First, some definitions:
A sequence $[x_n]$ in a normed linear space $X$ is said to converge weakly to an
element $x$ if for every $\phi \in X^*,\,\, \phi(x_n) \rightarrow \phi (x),$ (where$X^*$ is the conjugate space of $X$.)

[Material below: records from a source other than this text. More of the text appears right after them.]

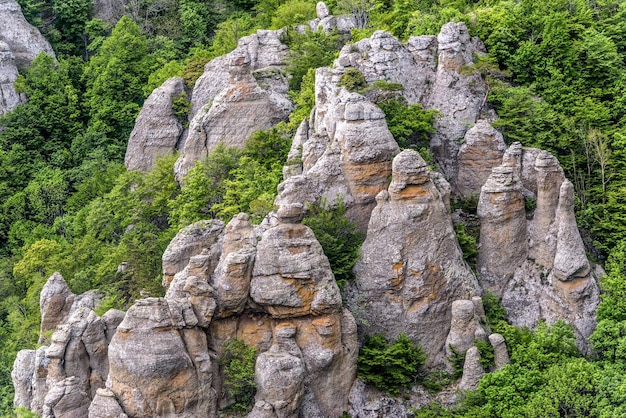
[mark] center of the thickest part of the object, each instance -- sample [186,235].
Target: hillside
[297,209]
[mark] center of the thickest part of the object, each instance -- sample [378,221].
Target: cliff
[271,286]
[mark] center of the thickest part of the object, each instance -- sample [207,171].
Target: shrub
[410,125]
[468,244]
[340,238]
[390,366]
[238,362]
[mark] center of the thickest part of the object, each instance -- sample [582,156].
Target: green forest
[556,76]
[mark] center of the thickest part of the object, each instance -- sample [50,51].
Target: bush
[238,362]
[410,125]
[390,366]
[340,238]
[468,244]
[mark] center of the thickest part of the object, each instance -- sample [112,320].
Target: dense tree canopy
[556,78]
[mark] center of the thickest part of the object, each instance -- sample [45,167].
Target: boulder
[411,267]
[503,229]
[157,129]
[458,97]
[279,375]
[291,275]
[66,399]
[465,327]
[9,98]
[482,149]
[472,370]
[105,405]
[193,240]
[55,302]
[23,39]
[500,353]
[22,376]
[234,271]
[345,154]
[248,85]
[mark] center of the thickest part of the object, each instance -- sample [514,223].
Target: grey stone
[190,241]
[24,40]
[9,98]
[472,370]
[411,267]
[157,129]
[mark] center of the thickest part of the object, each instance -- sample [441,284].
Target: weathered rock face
[9,98]
[482,149]
[383,57]
[157,130]
[23,39]
[280,373]
[61,378]
[458,97]
[411,267]
[345,149]
[159,362]
[500,352]
[472,370]
[537,266]
[503,236]
[55,301]
[247,85]
[345,155]
[109,10]
[278,295]
[202,236]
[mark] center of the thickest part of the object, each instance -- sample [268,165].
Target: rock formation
[255,96]
[482,149]
[411,268]
[345,155]
[537,266]
[500,353]
[9,98]
[20,43]
[23,39]
[272,287]
[157,129]
[109,10]
[472,370]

As for $c_0$, let $c_0$ denote the space of all real sequences that converge to zero, with the norm $\| x\| = \sup_n |x(n)|.$
Now, I need to show that in order for a sequence $[x_n]$ to converge weakly to an element $x$ in the space $c_0$, it is necessary and sufficient that the sequence be bounded and that (for each $i$) we have $\lim_{n \rightarrow \infty} x_n(i) =x(i).$
Here's my attempt at a proof:
First direction: assume that the sequence is weakly convergent, prove the boundedness and pointwise convergence:
We know that any weakly convergent sequence is bounded. Also, every continuous linear functional $\phi$ in $c_0$ can be written in the following form for some suitable point $\alpha$ in $l^1$. $$\phi(x) = \sum_{i=1}^{\infty } \alpha(i) x(i)$$
Similarly, $$\phi_n (x) = \sum_{i=1}^{\infty } \alpha^\prime (i) x_n(i).$$ Now, due to weak convergence, we have $lim_{n \rightarrow \infty} \phi_n(x) = \phi(x) $. We pick $\alpha(i) = \alpha ^ \prime (i) = e(i) $, where $e(i)$ is the $i$th basis for $c_0$. Thus, we can conclude $lim_{n \rightarrow \infty} x_n(i) = x(i).$
Am I right so far? And if so, I'd appreciate any hint/help on the inverse direction of the proof. Thanks.
Best Answer
For the converse: Let $f \in c_0^*=\ell_1$. Then, there exists $z \in \ell_1$ such that $$f(y)=\sum_{k =1}^\infty y(k) z(k), \ y \in c_0.$$ Let $\varepsilon>0$. Pick a sufficiently large integer $N$ such that $$ \sum_{k>N} |z(k)| < ε/2M$$ where $M=\sup ||x_n||$. Since $x_n(k) \xrightarrow{n \to \infty} x(k)$ for all $k$, we get that $$ \lim_{n\to \infty} \sum_{k=1}^N |x_n(k)-x(k)| \ |z(k)|=0.$$ Therefore, \begin{align*} |f(x_n)-f(x)| &= |f(x_n-x)| \\ &= | \sum_{k=1}^\infty (x_n(k)-x(k)) z(k) | \\ &\leq \sum_{k=1}^N |x_n(k)-x(k)| \ |z(k)| + \sum_{k>N} |x_n(k)-x(k) \ |z(k)|. \end{align*} Conclude that $ \limsup |f(x_n)-f(x) | \leq ε$.